Validate your manifest:
python tools/python/prov_validator.py validate-manifest prov-capabilities.json6. Wrapping output in an envelope
Section titled “6. Wrapping output in an envelope”To reach L2 conformance, wrap your tool output in an mcp.envelope.v0.1:
{ "schema_version": "mcp.envelope.v0.1", "result": { "status": "ok", "data": "your tool output here" }, "provenance": { "schema_version": "prov.record.v0.1", "run_id": "demo-run-002", "tool": { "name": "my-tool", "version": "1.0.0", "adapter": "custom" }, "inputs": [ { "schema_version": "artifact.v0.1", "artifact_id": "request-01", "media_type": "application/json" } ], "outputs": [ { "schema_version": "artifact.v0.1", "artifact_id": "response-01", "media_type": "application/json", "digest": { "alg": "sha256", "value": "abc123def456..." } } ], "methods": [ "adapter.wrap.envelope_v0_1", "adapter.provenance.attach_record_v0_1", "engine.prov.artifact.register_output", "integrity.digest.sha256" ], "evidence": [], "parents": [] }}Rules to remember:
- Never double-wrap. If your tool already returns an envelope, pass it through unchanged and claim
adapter.pass_through.envelope_v0_1instead. - Only claim methods you actually applied. Claiming
integrity.digest.sha256without computing a real digest is a conformance violation. - Set
provenancetonullif you cannot reliably compute artifact digests.

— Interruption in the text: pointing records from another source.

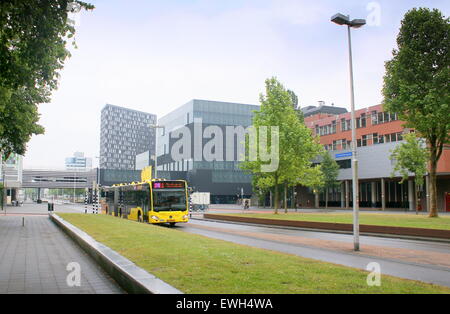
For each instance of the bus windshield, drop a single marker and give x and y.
(169, 200)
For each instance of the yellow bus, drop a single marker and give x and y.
(153, 201)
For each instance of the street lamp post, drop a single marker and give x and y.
(154, 126)
(341, 19)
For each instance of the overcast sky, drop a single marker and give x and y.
(156, 55)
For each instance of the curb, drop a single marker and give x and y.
(130, 277)
(381, 231)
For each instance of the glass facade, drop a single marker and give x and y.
(221, 176)
(124, 134)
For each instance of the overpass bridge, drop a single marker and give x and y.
(58, 179)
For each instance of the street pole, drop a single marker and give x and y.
(156, 127)
(156, 153)
(3, 182)
(341, 19)
(354, 159)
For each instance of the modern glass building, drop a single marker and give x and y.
(78, 162)
(210, 161)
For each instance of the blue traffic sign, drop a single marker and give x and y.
(349, 154)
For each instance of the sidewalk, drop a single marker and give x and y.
(34, 258)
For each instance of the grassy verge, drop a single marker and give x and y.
(197, 264)
(378, 219)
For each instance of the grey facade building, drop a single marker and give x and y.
(221, 177)
(124, 134)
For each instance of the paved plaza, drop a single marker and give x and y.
(34, 258)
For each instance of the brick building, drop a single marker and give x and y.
(377, 134)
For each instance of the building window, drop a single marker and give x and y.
(344, 164)
(364, 140)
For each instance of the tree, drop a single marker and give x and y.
(295, 144)
(330, 170)
(416, 83)
(294, 99)
(411, 157)
(33, 38)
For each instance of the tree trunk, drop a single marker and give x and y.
(276, 201)
(285, 198)
(433, 191)
(277, 197)
(417, 198)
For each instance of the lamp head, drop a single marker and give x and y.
(340, 19)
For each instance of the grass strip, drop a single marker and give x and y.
(197, 264)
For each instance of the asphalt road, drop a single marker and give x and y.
(411, 259)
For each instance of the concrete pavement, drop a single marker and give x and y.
(34, 258)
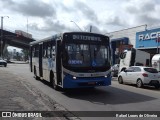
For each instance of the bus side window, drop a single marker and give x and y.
(53, 53)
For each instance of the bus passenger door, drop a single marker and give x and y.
(30, 58)
(58, 62)
(40, 61)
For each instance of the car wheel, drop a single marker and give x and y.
(139, 83)
(120, 80)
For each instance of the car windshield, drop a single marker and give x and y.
(151, 70)
(85, 55)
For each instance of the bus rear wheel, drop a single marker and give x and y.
(52, 81)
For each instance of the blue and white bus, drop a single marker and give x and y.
(72, 60)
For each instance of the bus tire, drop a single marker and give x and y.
(35, 73)
(52, 81)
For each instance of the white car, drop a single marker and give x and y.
(3, 62)
(140, 75)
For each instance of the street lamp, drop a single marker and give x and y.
(2, 34)
(76, 25)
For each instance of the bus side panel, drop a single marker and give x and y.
(30, 60)
(40, 61)
(69, 82)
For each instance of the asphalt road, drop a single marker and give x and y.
(116, 97)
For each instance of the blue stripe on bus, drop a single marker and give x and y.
(69, 82)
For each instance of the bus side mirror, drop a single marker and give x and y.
(122, 55)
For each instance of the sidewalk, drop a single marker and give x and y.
(16, 96)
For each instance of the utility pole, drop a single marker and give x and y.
(2, 35)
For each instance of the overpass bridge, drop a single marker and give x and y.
(14, 39)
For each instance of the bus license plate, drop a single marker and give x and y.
(91, 83)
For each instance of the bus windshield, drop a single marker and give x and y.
(78, 55)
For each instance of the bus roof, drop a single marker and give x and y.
(60, 35)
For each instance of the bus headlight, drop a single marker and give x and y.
(75, 78)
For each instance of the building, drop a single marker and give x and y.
(139, 37)
(122, 40)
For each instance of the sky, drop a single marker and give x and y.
(43, 18)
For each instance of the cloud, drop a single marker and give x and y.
(50, 25)
(34, 8)
(86, 11)
(143, 12)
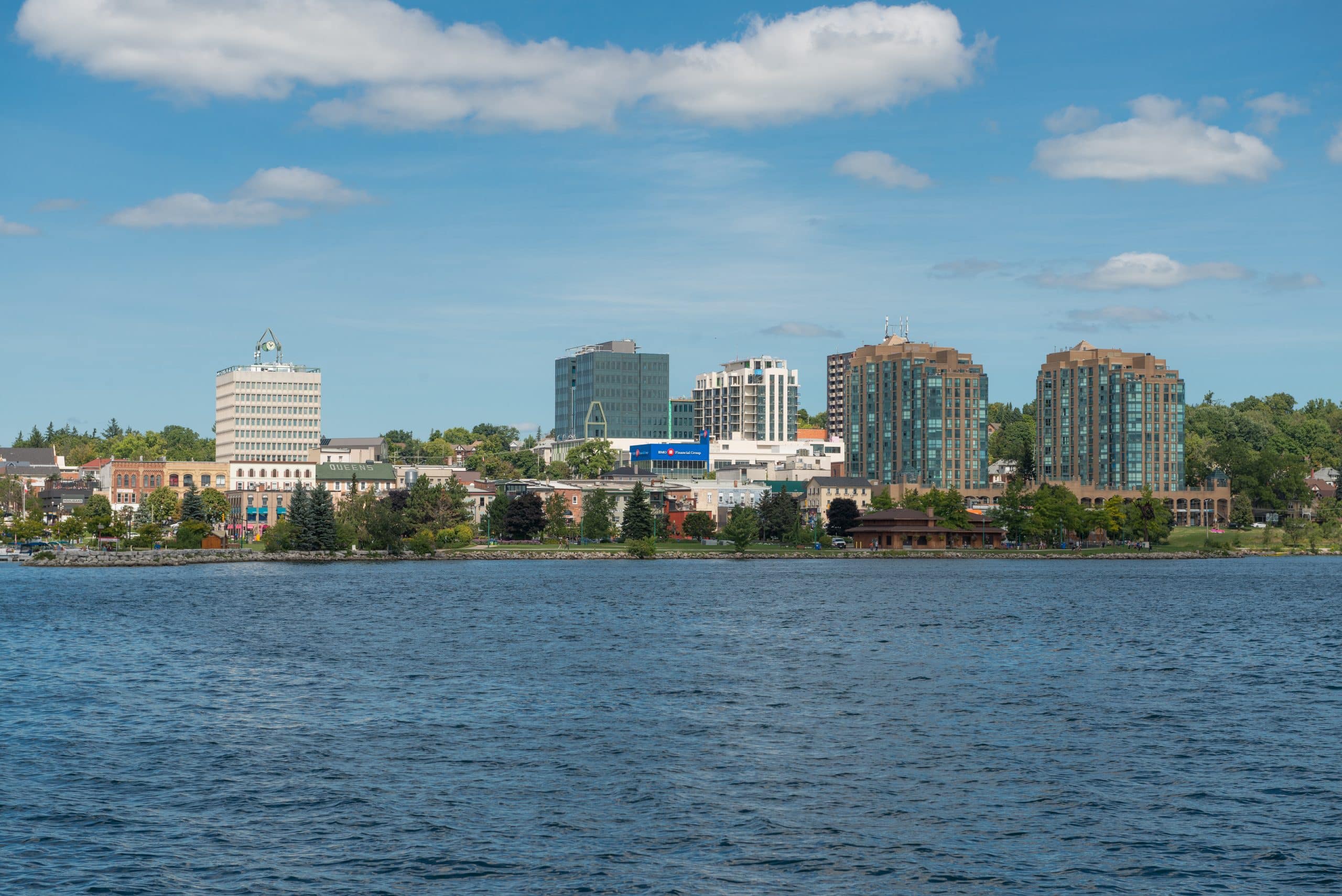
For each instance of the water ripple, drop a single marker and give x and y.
(673, 727)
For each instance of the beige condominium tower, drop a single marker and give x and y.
(917, 414)
(267, 411)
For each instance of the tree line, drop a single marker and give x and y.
(78, 448)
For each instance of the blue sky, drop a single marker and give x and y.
(456, 207)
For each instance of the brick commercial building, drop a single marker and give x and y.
(916, 529)
(917, 415)
(126, 482)
(823, 490)
(181, 475)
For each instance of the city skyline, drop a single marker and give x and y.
(1032, 181)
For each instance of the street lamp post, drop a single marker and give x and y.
(7, 472)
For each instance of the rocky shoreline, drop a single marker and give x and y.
(235, 556)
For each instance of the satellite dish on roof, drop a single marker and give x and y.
(267, 342)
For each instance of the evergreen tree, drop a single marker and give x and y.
(300, 520)
(321, 514)
(497, 513)
(638, 515)
(458, 503)
(556, 520)
(842, 515)
(742, 527)
(525, 517)
(598, 515)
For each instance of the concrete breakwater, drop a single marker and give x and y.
(243, 556)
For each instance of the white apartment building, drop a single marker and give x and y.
(752, 400)
(267, 411)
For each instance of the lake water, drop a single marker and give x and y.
(674, 727)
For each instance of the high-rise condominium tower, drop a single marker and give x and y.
(755, 400)
(1109, 419)
(917, 414)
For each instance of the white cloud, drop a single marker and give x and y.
(1271, 109)
(1141, 270)
(58, 204)
(404, 70)
(1159, 141)
(1336, 147)
(1283, 282)
(300, 184)
(1209, 107)
(253, 204)
(15, 229)
(807, 330)
(1073, 118)
(193, 210)
(885, 169)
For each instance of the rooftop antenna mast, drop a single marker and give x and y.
(267, 342)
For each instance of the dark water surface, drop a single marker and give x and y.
(674, 727)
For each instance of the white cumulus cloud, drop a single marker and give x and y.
(15, 229)
(1336, 147)
(885, 169)
(266, 199)
(300, 184)
(1159, 141)
(1141, 270)
(401, 69)
(193, 210)
(1073, 118)
(1271, 109)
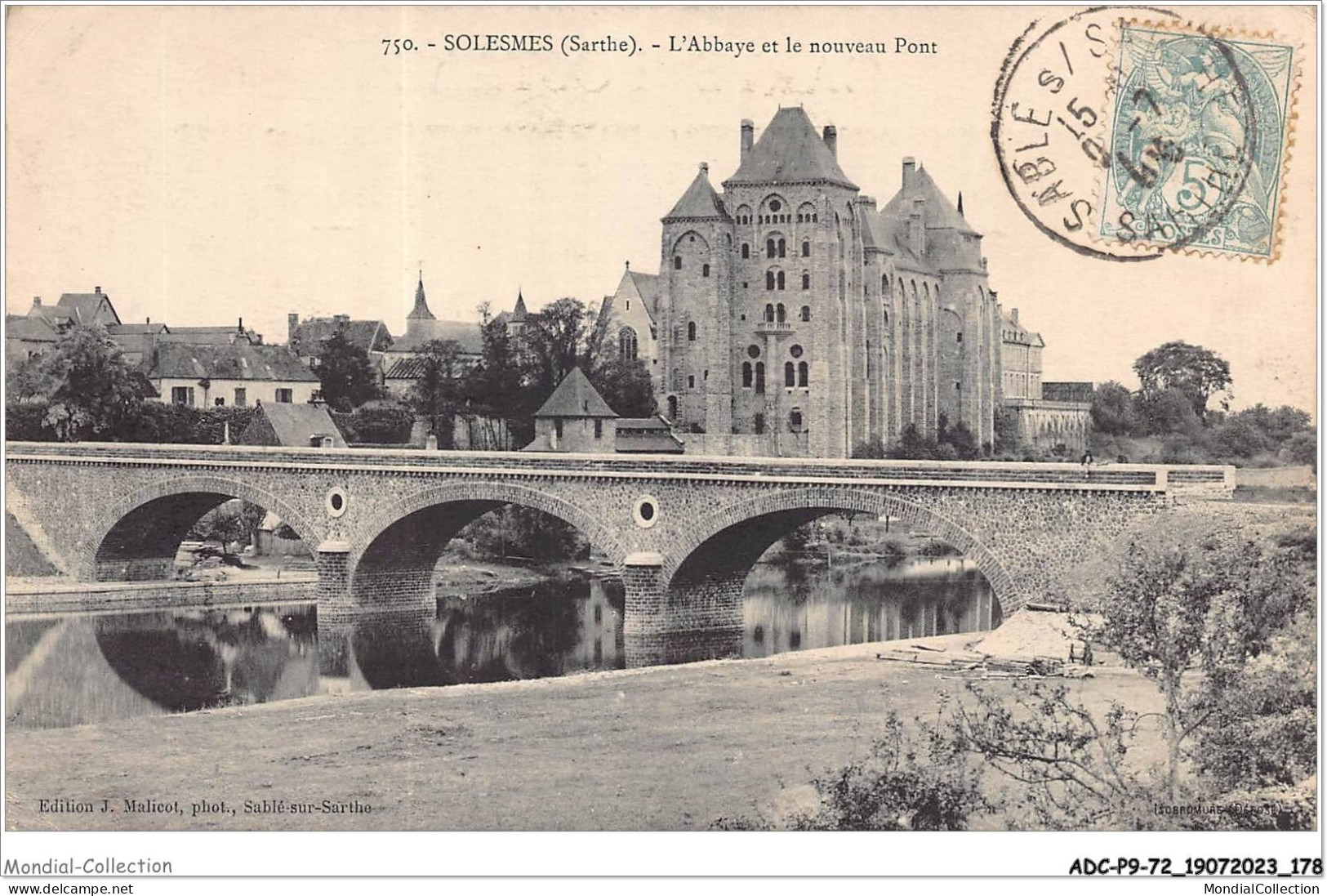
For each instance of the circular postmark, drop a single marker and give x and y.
(1119, 141)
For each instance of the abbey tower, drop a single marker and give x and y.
(792, 316)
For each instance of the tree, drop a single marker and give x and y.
(1169, 412)
(626, 386)
(1199, 373)
(437, 393)
(96, 392)
(1112, 409)
(1187, 609)
(29, 380)
(558, 340)
(345, 372)
(898, 786)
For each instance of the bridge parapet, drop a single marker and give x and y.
(1196, 481)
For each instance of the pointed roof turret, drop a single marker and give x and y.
(575, 396)
(791, 152)
(700, 202)
(421, 310)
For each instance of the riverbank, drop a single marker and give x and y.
(665, 747)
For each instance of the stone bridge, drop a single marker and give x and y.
(684, 530)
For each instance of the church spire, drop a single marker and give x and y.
(421, 310)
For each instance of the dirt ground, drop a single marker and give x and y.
(669, 747)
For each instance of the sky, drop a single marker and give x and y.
(203, 165)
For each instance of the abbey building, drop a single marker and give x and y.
(795, 316)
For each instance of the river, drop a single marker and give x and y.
(81, 668)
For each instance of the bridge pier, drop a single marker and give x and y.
(684, 623)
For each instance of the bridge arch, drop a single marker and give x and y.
(137, 535)
(394, 551)
(728, 541)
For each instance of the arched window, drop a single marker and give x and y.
(626, 345)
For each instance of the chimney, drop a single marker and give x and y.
(831, 137)
(917, 227)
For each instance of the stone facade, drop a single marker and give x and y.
(685, 530)
(790, 307)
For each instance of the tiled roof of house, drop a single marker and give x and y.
(308, 336)
(292, 425)
(700, 202)
(790, 152)
(575, 396)
(421, 332)
(231, 361)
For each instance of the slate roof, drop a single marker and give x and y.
(575, 396)
(940, 212)
(424, 331)
(647, 435)
(519, 314)
(421, 310)
(407, 369)
(210, 336)
(790, 152)
(292, 425)
(308, 336)
(32, 329)
(1015, 332)
(231, 361)
(700, 202)
(84, 307)
(651, 286)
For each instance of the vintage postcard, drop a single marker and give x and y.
(661, 418)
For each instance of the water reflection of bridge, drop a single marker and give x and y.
(685, 531)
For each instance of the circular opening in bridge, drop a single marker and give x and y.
(336, 502)
(647, 511)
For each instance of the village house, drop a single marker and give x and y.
(239, 373)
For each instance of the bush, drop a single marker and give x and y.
(382, 422)
(24, 422)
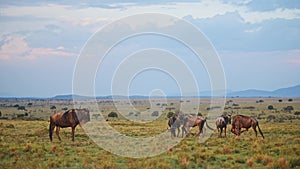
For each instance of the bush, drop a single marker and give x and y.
(271, 117)
(155, 113)
(288, 109)
(21, 108)
(270, 107)
(297, 113)
(52, 107)
(113, 114)
(170, 114)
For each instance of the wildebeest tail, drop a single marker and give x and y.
(208, 125)
(50, 129)
(260, 131)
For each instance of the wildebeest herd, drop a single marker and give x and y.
(70, 118)
(178, 120)
(73, 117)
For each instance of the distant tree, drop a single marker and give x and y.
(21, 108)
(52, 107)
(155, 113)
(270, 107)
(113, 114)
(288, 109)
(64, 108)
(170, 114)
(270, 117)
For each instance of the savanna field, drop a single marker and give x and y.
(24, 137)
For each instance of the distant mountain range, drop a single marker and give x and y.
(283, 92)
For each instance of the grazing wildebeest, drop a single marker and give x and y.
(193, 121)
(240, 121)
(175, 121)
(71, 118)
(221, 122)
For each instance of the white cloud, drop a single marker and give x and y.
(257, 17)
(17, 48)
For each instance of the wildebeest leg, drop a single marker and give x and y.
(73, 132)
(178, 129)
(254, 128)
(221, 130)
(57, 132)
(51, 129)
(172, 129)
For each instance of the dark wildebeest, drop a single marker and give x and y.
(70, 118)
(175, 121)
(240, 121)
(221, 122)
(193, 121)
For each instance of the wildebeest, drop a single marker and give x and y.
(71, 118)
(221, 122)
(193, 121)
(174, 123)
(240, 121)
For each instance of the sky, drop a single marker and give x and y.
(257, 42)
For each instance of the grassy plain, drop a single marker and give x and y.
(24, 141)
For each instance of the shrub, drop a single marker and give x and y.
(52, 107)
(270, 117)
(21, 108)
(64, 108)
(297, 113)
(288, 109)
(170, 114)
(155, 113)
(270, 107)
(113, 114)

7. Common mistakes and how to avoid them
Section titled “7. Common mistakes and how to avoid them”| Mistake | Why it fails | Fix |
|---|---|---|
| Uppercase in method IDs | Grammar requires %x61-7A (lowercase a-z only) | Use integrity.digest.sha256, never Integrity.Digest.SHA256 |
| Hyphens instead of dots | Grammar uses dots as separators | Use adapter.wrap, never adapter-wrap |
| Claiming methods not applied | Semantic contract violation — auditors will flag it | Only list methods in methods[] that were actually executed |
| Non-deterministic digests | Same input must always produce the same hash | Canonicalize JSON before hashing: sorted keys, compact separators, UTF-8 |
| Double-wrapping envelopes | Spec forbids nesting envelopes | Check if the payload already has schema_version: "mcp.envelope.v0.1" before wrapping |
| Uppercase hex in digests | Spec requires lowercase hexadecimal | Always output abcdef, never ABCDEF |
| Using reserved namespaces | policy.*, attestation.*, execution.*, audit.* are reserved | Stick to adapter, engine, integrity, lineage |
Empty methods[] array | A record with no claimed methods has no provenance value | Always claim at least one method that was applied |
For canonicalization, use this pattern in any language:
import json
def canonical_json(obj): return json.dumps(obj, sort_keys=True, separators=(',', ':'), ensure_ascii=False)The canonical form is then hashed as UTF-8 bytes. The test vector at spec/vectors/integrity.digest.sha256/ provides a reference input/output pair you can validate against.